Catarsis en espacios de egregor: una travesía emocional

Hay lugares donde el alma se desnuda sin pedir permiso. Donde el cuerpo, aún quieto, vibra con la memoria de otros cuerpos. Donde el tiempo se curva y la emoción se vuelve río. En esos espacios, fui pez. Nadé en aguas invisibles, guiado por corrientes de alegría, belleza, dolor y ternura.

En la Plaza del Castillo de Pamplona, fui espuma. Me disolví en el júbilo de San Fermín, en el grito compartido, en la danza de mil corazones latiendo al unísono. La catarsis fue risa, vértigo, pertenencia.

Desde el Balcón de San Nicolás, en Granada, contemplé el amanecer frente a la Alhambra. Allí fui brisa. Sereno, suspendido, lloré sin tristeza. El egregor era silencio dorado, y mi catarsis, gratitud.

En la Piazza del Duomo de Florencia, fui mirada. Embriagado por la belleza, me dejé llevar por la geometría del asombro. La piedra hablaba, el arte respiraba, y yo me rendí a la perfección.

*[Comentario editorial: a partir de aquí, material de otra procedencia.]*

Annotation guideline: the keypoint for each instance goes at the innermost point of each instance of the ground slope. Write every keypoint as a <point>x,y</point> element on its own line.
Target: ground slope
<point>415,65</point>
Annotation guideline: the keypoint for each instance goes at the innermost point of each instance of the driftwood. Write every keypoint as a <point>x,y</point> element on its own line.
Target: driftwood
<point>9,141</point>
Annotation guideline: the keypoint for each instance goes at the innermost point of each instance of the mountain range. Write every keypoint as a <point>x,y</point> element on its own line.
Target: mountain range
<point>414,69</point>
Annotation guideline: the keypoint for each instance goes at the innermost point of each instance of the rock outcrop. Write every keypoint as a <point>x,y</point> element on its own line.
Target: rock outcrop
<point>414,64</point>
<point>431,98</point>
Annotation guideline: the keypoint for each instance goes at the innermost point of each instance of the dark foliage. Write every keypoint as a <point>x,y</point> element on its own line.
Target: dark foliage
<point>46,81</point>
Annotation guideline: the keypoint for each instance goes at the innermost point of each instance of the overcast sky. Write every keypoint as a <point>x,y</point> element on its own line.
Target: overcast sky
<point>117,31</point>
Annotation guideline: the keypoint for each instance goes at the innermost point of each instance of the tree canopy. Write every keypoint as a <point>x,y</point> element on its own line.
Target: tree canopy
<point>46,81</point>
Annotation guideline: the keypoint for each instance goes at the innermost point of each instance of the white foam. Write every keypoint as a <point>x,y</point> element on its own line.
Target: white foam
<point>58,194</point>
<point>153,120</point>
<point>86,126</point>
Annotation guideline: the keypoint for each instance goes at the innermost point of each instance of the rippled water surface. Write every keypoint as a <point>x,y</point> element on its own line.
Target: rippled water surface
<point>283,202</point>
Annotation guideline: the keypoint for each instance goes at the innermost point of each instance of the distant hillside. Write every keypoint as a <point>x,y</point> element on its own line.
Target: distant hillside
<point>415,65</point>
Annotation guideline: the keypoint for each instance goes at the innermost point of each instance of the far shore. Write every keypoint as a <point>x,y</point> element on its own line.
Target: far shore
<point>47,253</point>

Jerusalén me atravesó como un relámpago. En el Muro de las Lamentaciones, en la Vía Dolorosa, en el Monte de los Olivos, fui eco. Sentí el peso de siglos, el dolor de todos, la luz de lo sagrado. El egregor era historia viva, y mi catarsis, reverencia.

En Petra y en la playa de San Antonio en Ibiza, fui horizonte. Las puestas de sol me envolvieron en melancolía y esperanza. Cada ocaso era una promesa, cada luz que se apagaba, una semilla de renacimiento.

Y en la Santa Capilla del Pilar, fui hijo. Frente a la Virgen, lloré con ternura. El egregor era amor maternal, y mi catarsis, entrega.

En todos esos lugares, sentí que no era solo yo. Que mi emoción era parte de una corriente mayor. Que fuimos peces, nadando en el mismo mar invisible, tocados por la misma luz.